Witness Protection Program

Stupid Question ™
April 27, 2000
By John Ruch
© 2000

Q: What happens to people who enter the witness protection program? Do they really give you a fake job and make you have plastic surgery?
—Mick the Weasel

A: Actually called the Witness Security Program (WITSEC), the program was established in 1970 to protect Mafia snitches by changing their identities after trial.

At least 7,000 witnesses have been through WITSEC, along with about 9,500 family members.

To get in, you have to convince the US Attorney General’s office that you have valuable testimony and that giving it risks your life.

Then you and your immediate family go to the Witness Security Safesite and Orientation Center in Washington, D.C., for psychological, medical and vocational testing, and a polygraph test. You also get counseling about the trauma of “disappearing.”
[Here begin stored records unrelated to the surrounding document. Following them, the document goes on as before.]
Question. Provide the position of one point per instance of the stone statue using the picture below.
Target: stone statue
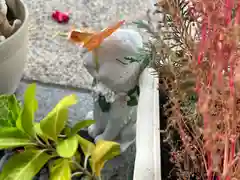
(115, 88)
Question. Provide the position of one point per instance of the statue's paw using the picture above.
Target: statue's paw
(93, 131)
(16, 25)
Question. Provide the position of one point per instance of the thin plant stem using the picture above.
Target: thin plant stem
(85, 162)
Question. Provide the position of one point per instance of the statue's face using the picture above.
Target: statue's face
(114, 70)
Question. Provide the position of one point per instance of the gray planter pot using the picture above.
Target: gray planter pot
(13, 50)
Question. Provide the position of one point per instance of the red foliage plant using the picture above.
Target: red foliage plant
(214, 60)
(216, 66)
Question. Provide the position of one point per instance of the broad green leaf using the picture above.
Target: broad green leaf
(39, 132)
(80, 125)
(55, 121)
(12, 137)
(67, 131)
(25, 122)
(104, 151)
(76, 158)
(25, 165)
(9, 110)
(86, 146)
(67, 147)
(60, 169)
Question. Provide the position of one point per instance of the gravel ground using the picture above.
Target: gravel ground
(55, 60)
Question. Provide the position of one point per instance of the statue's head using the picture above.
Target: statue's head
(114, 70)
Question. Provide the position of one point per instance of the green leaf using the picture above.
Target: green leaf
(39, 132)
(60, 170)
(86, 146)
(55, 121)
(104, 151)
(82, 124)
(25, 122)
(12, 137)
(25, 165)
(67, 147)
(9, 110)
(76, 158)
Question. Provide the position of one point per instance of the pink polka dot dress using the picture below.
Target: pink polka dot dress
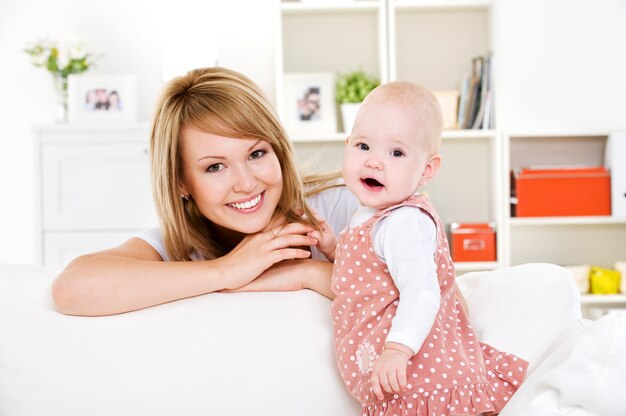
(452, 373)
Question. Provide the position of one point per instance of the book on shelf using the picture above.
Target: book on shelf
(462, 101)
(476, 98)
(481, 121)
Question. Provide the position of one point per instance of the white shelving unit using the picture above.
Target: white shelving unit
(432, 42)
(428, 42)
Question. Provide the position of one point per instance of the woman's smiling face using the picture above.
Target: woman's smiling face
(236, 183)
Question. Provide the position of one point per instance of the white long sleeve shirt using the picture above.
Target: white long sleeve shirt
(406, 241)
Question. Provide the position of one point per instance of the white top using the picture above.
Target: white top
(406, 241)
(336, 205)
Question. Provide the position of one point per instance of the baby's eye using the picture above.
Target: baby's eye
(216, 167)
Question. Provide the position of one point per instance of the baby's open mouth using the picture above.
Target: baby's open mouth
(372, 183)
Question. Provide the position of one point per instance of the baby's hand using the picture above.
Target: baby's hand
(389, 371)
(327, 241)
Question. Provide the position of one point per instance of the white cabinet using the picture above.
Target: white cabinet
(93, 188)
(428, 42)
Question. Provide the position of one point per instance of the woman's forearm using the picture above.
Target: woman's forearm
(105, 284)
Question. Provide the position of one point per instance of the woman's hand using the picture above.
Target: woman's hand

You then sign a “Memorandum of Understanding” in which US marshals agree to give you a new identity and home. In exchange, you agree to stay hidden, stay clean, never return home and testify in court.

You lose all contact with friends and extended family, with the possible exception of letters sent through WITSEC-run mail drops.

You discard anything that might identify you, from old yearbooks to your car (though you can usually keep pets). You are then given airplane tickets to a new US town selected by the marshals, typically at least 1,000 miles away. You choose a new name and invent a fake family tree back at least to your grandparents. All previous records on you are sealed, even from the police. You also get a “code red”—a phone number to call in case you’re in danger.

You get basic documents—Social Security card, driver’s license, birth certificate and any others you’re entitled to (from passports to diplomas).

You’ll get about $2,000 a month for bills until you’re settled, and may get help in finding a used car, house and job. You won’t get a fake credit or job history (in fact, you agree to pay all your old bills), and employers are usually told that you’re in the program.

That’s the average set-up, anyway. Actual treatment ranges from drug lords allowed to keep billions in ill-gotten gains to ex-bikers who got $30, a plane ticket and nothing else.

It’s unclear whether WITSEC has ever paid for plastic surgery; a new haircut is usually enough. Witnesses are trained to create cover stories and given information on their new hometowns.

Since 97 percent of WITSEC witnesses are themselves criminals, many have to serve time before relocation. They do it in one of five special WITSEC prison units that are extremely cushy, with free telephones, cable TV and almost anything else the witness can afford to ship in.